London. Das Schicksalsreferendum der Briten am kommenden Donnerstag über ihre Zukunft in oder außerhalb der EU könnte auch die politische Landschaft auf der Insel umpflügen. Im Folgenden ein Überblick über Protagonisten der Brexit-Debatte - und was der Ausgang für sie bedeuten könnte.
PRO-EU-LAGER
DAVID CAMERON
Der Premierminister setzte das Referendum im vergangenen Jahr an, um die EU-Skeptiker in den Reihen seiner konservativen Tories zum Schweigen zu bringen. Seit er der EU eine Reform abtrotzte, um die Einwanderung zu begrenzen, wirbt er an vorderster Front für den Verbleib. Gewinnt am 23. Juni das Brexit-Lager, könnte Cameron als Premier in die Geschichte eingehen, der aus taktischem Kalkül die Zukunft seines Landes riskierte. Er könnte sich dann "keine 30 Sekunden länger" im Amt halten, meint sein Parteifreund Ex-Justizminister Ken Clarke.

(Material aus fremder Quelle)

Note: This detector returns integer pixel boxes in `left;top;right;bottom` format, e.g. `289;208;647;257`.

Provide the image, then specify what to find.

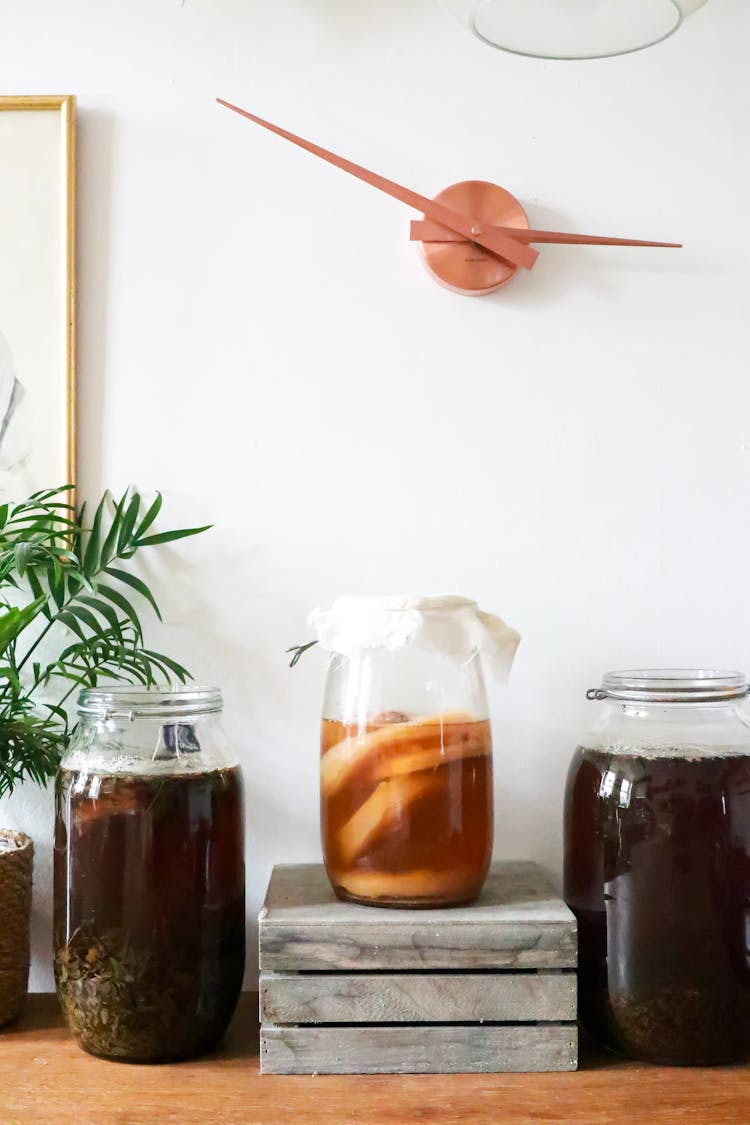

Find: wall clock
216;98;681;297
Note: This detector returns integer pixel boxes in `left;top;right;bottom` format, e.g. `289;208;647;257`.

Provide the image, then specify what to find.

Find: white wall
0;0;750;988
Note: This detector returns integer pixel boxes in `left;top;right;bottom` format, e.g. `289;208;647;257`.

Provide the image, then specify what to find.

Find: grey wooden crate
259;862;578;1074
261;1024;578;1074
259;862;577;972
260;972;576;1024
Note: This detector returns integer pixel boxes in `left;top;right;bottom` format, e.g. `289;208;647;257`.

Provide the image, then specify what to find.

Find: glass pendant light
471;0;706;59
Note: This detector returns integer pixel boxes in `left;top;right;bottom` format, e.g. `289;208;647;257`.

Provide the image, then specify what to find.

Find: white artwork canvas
0;96;75;501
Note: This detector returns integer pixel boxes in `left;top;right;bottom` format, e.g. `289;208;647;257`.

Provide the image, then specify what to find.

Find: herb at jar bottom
55;766;245;1062
55;927;206;1060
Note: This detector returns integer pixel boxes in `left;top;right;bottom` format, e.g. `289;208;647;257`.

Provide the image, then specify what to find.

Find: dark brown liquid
566;750;750;1063
54;770;245;1062
320;713;493;907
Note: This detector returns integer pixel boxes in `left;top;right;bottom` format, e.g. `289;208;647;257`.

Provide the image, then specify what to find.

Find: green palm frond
0;486;208;795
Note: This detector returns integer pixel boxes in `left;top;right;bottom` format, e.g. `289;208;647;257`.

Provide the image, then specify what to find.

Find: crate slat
260;972;577;1024
259;862;577;972
261;1024;578;1074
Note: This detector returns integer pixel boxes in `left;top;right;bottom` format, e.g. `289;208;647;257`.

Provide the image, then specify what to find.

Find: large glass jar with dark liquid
320;597;518;907
54;686;245;1062
564;671;750;1064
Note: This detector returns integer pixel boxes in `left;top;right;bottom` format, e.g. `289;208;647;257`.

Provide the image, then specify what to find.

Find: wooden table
0;995;750;1125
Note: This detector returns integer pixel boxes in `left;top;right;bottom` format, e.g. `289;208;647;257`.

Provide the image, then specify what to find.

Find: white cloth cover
308;594;521;681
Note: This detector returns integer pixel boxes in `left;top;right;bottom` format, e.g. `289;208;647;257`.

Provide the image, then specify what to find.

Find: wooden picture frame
0;95;76;502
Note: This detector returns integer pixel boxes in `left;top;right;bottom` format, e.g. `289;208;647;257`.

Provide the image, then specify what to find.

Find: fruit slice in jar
320;716;489;798
337;772;443;863
341;867;477;901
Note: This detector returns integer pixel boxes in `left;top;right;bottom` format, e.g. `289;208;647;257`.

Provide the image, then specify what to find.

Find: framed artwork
0;96;75;501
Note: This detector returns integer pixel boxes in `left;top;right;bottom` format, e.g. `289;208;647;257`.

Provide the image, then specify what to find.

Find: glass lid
470;0;706;59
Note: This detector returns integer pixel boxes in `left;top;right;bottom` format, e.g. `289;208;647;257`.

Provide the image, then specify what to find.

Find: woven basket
0;828;34;1027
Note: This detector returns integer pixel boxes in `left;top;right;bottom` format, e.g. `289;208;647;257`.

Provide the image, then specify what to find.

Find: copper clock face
216;98;680;296
420;180;528;297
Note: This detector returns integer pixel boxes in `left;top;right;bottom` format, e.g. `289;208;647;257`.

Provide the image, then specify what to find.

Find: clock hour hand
410;219;683;250
216;98;539;270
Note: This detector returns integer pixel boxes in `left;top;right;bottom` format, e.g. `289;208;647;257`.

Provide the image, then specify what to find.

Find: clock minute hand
216;98;539;270
410;219;683;250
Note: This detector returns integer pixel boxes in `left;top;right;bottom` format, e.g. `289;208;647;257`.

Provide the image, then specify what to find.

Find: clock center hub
421;180;528;297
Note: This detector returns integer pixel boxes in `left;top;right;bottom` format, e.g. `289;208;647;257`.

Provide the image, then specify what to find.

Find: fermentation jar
313;597;519;907
54;686;245;1062
564;671;750;1064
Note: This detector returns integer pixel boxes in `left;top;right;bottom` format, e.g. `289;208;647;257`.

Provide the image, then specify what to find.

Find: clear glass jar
564;671;750;1064
470;0;706;59
320;647;493;907
54;685;245;1062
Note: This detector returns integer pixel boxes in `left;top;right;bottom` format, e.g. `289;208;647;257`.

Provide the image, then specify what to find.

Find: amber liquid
54;770;245;1062
320;716;493;907
564;750;750;1064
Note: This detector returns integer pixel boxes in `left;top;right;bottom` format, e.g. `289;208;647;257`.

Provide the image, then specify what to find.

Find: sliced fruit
337;867;481;902
320;716;490;797
337;773;441;863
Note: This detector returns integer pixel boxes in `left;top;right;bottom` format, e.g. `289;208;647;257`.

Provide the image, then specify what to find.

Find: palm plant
0;486;207;795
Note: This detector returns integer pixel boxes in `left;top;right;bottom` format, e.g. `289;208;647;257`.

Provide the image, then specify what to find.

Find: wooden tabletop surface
0;993;750;1125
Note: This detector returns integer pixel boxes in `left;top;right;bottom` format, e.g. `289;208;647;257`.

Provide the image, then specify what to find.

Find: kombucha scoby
320;712;493;907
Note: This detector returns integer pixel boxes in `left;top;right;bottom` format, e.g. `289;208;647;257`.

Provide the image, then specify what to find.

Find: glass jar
54;685;245;1062
564;671;750;1064
470;0;706;59
320;599;518;907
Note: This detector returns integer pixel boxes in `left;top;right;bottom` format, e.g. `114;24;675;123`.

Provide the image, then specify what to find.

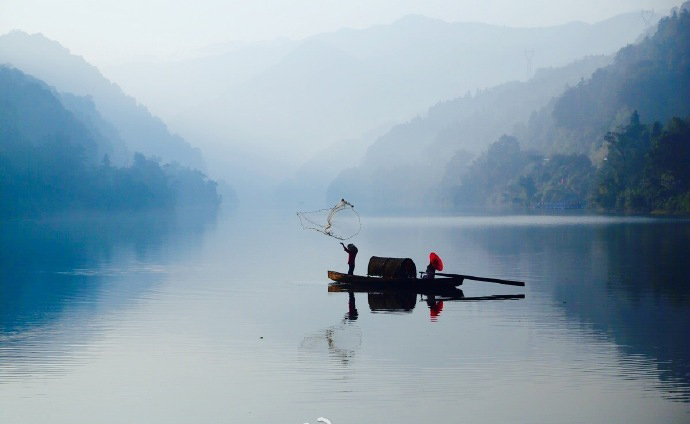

Auch bei einem nur knappen Sieg der EU-Befürworter würde Camerons Stuhl zu wackeln beginnen.
JEREMY CORBYN
Der Labour-Chef vom linken Rand zögerte lange, für den EU-Verbleib zu kämpfen, und besonders laut ist seine Stimme nach wie vor nicht. Im Herzen steht er der EU wohl weiter reserviert gegenüber, hebt aber inzwischen immerhin ihre Leistungen hervor, um Arbeitnehmer und Verbraucher vor einem ungezügelten Kapitalismus zu schützen. Corbyns sechs Amtsvorgänger treten wesentlich klarer für den EU-Verbleib ein.
SADIQ KHAN
Der erste Bürgermeister Londons mit muslimischen Wurzeln und neuer Stern bei Labour schloss am 30. Mai einen Pakt mit Cameron, um den Brexit abzuwehren. Khan hat vor allem die Interessen des Finanzplatzes London im Blick. Der EU-Austritt könnte tausende, wenn nicht zehntausende Banker auf das EU-Festland treiben, weil sie von London aus ihre Geschäfte nicht mehr so leicht betreiben könnten. Der 45-Jährige wird schon als möglicher Nachfolger Corbyns an der Spitze der Labour Party gehandelt.
NICOLA STURGEON
Die Premierministerin von Schottland und Parteichefin der Schottischen Nationalpartei (SNP) warb von Beginn an für den EU-Verbleib. Sollte Schottland am 23. Juni pro Brüssel stimmen, während das Vereinigte Königreich insgesamt dagegen votiert, könnte sie einen neuen Anlauf zur Abspaltung Schottlands nehmen. Ein Brexit würde dies rechtfertigen, lautet ihre Drohung.
PRO-BREXIT
BORIS JOHNSON
Der Ex-Bürgermeister von London fährt seit Wochen in einem Bus quer durch Großbritannien und ruft die Briten auf, sich "die Kontrolle zurückzuholen". Im Kampf gegen Brüssel hat der Tory-Widersacher Camerons jede Beißhemmung verloren, er verglich die EU sogar mit Hitler, weil sie den ganzen europäischen Kontinent beherrschen wolle. Sollte die Mehrheit der Briten am 23. Juni seinem Aufruf folgen, dann gilt er als möglicher Nachfolger Camerons.
NIGEL FARAGE
Der Rechtspopulist und Chef von UKIP (UK Independence Party) hat den EU-Ausstieg zu seinem Lebensziel erkoren. Dabei sitzt er seit 17 Jahren im EU-Parlament, während er auf der Insel kein einziges Wahlamt innehat. Nicht zuletzt wegen fremdenfeindlicher Tendenzen in seiner Partei wurde Farage - der mit einer Deutschen verheiratet ist - nicht ins offizielle "Vote Leave"-Lager aufgenommen, das Johnson leitet. Welche Rolle er im Falle seines größten Triumphs künftig spielen könnte, ist unklar.
TORY-MINISTER
Gleich mehrere Mitglieder von Camerons Kabinett werben für den Brexit: Michael Gove, John Whittingdale, Chris Grayling und Theresa Villiers sowie Beschäftigungsstaatssekretärin Priti Patel. Ein Brexit könnte die Rebellen in die oberste Führungsriege katapultieren. Ein Verbleib würde sie wohl ihre Ämter kosten.